When is a choice not really a choice? It could be argued that the latest proposal from the government aimed at people who have problems with drugs and alcohol is not a choice but an ultimatum – accept help for your problem or lose your right to welfare benefits.
This proposal raises some very serious issues. Treating any condition is based on consent – the person should be willing to have the treatment. In this case, people have little choice and therefore they would probably be consenting to treatment to avoid losing money. This also passes on an ethical dilemma to treatment staff, who would need to decide if they are willing to participate in state-sponsored coercion.
The consultation on these issues, led by Carol Black, will have its supporters. The government has pledged to reduce the country’s deficit. When tax-payers’ money is given to people who will inevitably spend some of it on the substances they are reliant on, many people despair. The idea of sanctioning addicts will resonate broadly with the public who often view drug and alcohol problems as self-inflicted in the first place. But that is not the full story – and to cut through these emotionally charged arguments we need to consider the context.

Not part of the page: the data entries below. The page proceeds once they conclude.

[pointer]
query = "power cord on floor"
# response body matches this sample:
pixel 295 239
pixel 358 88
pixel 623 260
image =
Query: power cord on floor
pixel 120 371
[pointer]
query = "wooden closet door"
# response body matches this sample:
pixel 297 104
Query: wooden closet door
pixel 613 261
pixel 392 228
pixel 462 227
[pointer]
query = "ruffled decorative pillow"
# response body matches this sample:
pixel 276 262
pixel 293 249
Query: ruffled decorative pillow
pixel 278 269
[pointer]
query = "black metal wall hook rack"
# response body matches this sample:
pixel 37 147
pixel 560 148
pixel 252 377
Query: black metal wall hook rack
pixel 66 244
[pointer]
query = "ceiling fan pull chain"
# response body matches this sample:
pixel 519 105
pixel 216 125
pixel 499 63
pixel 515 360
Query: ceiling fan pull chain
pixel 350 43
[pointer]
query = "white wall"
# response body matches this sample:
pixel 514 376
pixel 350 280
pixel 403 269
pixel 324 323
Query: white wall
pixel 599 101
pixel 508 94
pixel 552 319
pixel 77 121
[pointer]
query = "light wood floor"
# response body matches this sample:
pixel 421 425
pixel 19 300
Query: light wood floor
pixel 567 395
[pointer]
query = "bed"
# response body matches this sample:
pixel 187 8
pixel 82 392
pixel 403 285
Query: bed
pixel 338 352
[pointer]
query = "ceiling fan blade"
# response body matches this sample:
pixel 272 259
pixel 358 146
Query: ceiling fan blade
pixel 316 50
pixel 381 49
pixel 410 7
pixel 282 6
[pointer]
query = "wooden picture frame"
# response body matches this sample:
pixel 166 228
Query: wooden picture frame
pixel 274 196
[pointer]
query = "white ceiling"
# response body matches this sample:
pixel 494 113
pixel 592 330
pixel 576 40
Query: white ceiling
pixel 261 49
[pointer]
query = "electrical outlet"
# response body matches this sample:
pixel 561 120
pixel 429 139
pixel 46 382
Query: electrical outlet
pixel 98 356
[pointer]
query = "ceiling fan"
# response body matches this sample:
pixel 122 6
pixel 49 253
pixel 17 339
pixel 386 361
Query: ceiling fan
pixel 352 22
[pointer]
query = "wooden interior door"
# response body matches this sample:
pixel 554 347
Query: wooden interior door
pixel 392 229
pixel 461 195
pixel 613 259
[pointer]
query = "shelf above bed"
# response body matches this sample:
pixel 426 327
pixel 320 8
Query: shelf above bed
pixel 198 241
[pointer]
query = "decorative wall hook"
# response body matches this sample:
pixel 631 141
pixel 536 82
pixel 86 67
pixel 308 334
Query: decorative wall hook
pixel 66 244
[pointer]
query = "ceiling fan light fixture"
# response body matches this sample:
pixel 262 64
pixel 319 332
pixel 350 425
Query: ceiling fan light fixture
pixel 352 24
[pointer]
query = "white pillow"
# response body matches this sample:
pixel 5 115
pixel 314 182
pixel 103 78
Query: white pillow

The first thing to consider is how many people who have drug and alcohol problems claim welfare benefits – something that, unfortunately, we don’t know. Even the government’s own recently published calculations of those in treatment and claiming benefit are three years out of date . It is clear that the results of the consultation will inform the Treasury spending review which is due to report in November. But if we don’t how many people are claiming benefits and are not in contact with treatment services, it is difficult to see how this review will be based on anything other than guesswork. This is not the finest hour for the new era of evidence-based policy.
Compounding this missing data is the lack of proof supporting such an initiative. There is already good evidence from other parts of the world that coercive treatment does not produce the desired benefits It would be naïve to assume that people only have problems with drugs and alcohol. Most will have a range of complex and interrelated issues in which their physical and mental health is also compromised. This complexity is not matched by a sophisticated system of treatment. Services have become increasingly specialised and resistant to accepting people who don’t meet their strict criteria. Navigating such complex pathways into and around treatment would challenge the most cognitively able.
Treatment can take time and, for most people, will require more than one attempt to recover from addiction. So if drug treatment becomes compulsory, the capacity of treatment services will need attention. Particularly if funding for drug treatment continues to be cut, then the capacity of these services to accept the increasing number of referrals will be compromised. This initiative could also make it more difficult for those who are ready for treatment to access services. Increasing demand without resources to match will delay entry into treatment for many.
If the moral arguments for treatment fail to seduce politicians and taxpayers perhaps the clear economic case might be persuasive. For every £1 invested there is a conservative estimate that £9 is saved by reducing crime and other health costs.
In economically austere times, led by a government that believes it has a mandate to cut public costs, we need to be realistic about what form drug and alcohol support takes, ask whether there’s evidence to justify it and think carefully about the unintended consequences.
These are challenging times for people who have problems with addiction, and those who wish to help them. We must speak up quickly and with one voice. Not only to challenge the ideology of this review but to offer some fresh views of our own.